La guerre mondiale des usines IA s’accélère
Cette possible alliance illustre surtout l’intensification de la bataille mondiale autour des capacités de production de puces IA. Aujourd’hui, seules trois entreprises disposent réellement des technologies nécessaires pour produire les semi-conducteurs les plus avancés : TSMC, Intel et Samsung Electronics.
Apple aurait d’ailleurs également visité la nouvelle usine texane de Samsung afin d’évaluer ses futures capacités industrielles. Le constructeur américain cherche à multiplier ses options “dans un contexte où personne ne peut produire assez vite”, selon Bajarin.
Même si Apple se tourne partiellement vers Intel, cela ne représenterait pas une menace immédiate pour TSMC. Le groupe taïwanais fonctionne déjà quasiment à pleine capacité. Mais son PDG, CC Wei, a changé de ton récemment et qualifie Intel de “concurrent redoutable”. Cela montre que l’industrie prend désormais beaucoup plus au sérieux le retour d’Intel dans la fabrication avancée.
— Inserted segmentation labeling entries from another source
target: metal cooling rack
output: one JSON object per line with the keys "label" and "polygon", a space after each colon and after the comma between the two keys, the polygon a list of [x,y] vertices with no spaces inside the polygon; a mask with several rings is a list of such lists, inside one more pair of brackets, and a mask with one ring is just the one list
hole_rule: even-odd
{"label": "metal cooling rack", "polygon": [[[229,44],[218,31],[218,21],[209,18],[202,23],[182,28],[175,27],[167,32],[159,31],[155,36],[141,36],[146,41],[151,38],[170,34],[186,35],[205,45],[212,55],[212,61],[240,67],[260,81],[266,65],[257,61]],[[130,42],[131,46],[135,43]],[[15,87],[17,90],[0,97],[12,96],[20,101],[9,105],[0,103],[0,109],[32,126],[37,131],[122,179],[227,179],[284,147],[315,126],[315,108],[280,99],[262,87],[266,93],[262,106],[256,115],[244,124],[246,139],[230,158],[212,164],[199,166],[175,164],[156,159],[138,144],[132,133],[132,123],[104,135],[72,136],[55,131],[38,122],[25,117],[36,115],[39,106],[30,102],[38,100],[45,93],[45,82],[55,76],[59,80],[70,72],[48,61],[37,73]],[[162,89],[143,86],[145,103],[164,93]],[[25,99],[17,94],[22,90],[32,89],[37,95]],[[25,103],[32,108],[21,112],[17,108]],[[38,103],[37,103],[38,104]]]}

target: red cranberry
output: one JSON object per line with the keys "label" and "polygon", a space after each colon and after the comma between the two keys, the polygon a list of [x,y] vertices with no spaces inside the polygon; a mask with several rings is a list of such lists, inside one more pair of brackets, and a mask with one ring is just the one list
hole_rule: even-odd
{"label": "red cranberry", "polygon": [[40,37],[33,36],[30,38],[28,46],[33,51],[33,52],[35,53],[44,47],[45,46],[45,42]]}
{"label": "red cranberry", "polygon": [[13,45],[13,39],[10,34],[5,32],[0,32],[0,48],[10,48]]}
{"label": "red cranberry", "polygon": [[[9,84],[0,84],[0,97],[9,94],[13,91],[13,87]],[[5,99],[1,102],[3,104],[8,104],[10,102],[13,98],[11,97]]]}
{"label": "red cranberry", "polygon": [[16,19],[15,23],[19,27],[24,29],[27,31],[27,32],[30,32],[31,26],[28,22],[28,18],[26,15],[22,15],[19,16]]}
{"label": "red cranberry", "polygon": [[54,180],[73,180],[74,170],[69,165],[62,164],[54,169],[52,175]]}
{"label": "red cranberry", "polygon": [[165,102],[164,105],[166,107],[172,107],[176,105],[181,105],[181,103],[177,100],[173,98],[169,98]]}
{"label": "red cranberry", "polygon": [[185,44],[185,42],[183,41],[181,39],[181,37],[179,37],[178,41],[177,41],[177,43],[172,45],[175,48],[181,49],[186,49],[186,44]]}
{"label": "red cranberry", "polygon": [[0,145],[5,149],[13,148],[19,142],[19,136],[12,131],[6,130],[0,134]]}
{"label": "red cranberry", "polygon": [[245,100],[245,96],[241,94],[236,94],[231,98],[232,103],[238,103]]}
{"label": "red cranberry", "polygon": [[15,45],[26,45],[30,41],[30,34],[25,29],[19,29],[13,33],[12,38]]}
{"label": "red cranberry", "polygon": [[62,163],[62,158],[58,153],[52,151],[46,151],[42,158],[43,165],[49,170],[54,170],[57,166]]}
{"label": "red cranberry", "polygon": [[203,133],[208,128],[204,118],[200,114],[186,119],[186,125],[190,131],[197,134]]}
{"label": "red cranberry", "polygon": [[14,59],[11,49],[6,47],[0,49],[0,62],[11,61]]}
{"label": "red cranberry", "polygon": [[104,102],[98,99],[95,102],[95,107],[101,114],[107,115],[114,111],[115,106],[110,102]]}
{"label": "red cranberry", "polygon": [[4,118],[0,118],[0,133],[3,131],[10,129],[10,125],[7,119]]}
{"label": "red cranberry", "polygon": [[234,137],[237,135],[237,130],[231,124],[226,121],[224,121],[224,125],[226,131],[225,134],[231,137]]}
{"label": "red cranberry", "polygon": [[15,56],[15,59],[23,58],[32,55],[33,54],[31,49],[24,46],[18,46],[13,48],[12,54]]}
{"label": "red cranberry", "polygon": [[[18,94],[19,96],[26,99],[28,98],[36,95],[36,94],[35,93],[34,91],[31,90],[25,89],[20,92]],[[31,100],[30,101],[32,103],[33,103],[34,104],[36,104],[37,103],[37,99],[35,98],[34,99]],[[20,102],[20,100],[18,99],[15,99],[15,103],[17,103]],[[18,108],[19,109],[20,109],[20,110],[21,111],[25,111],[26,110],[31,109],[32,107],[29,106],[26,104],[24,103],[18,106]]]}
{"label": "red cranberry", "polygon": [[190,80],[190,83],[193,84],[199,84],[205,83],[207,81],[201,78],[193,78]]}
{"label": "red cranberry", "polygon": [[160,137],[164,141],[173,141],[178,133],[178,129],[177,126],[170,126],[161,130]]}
Par ailleurs, cette dynamique pourrait profondément remodeler l’équilibre mondial des semi-conducteurs IA dans les prochaines années. Souveraineté technologique, explosion de la demande, relocalisation industrielle aux États-Unis… Les géants de la tech cherchent désormais autant à sécuriser des capacités de production qu’à développer les puces elles-mêmes.
Pour Apple, l’enjeu dépasse donc la simple fabrication de composants. Il s’agit d’assurer l’avenir de sa stratégie IA, car en plus, le marché est devenu critique pour toute l’industrie technologique.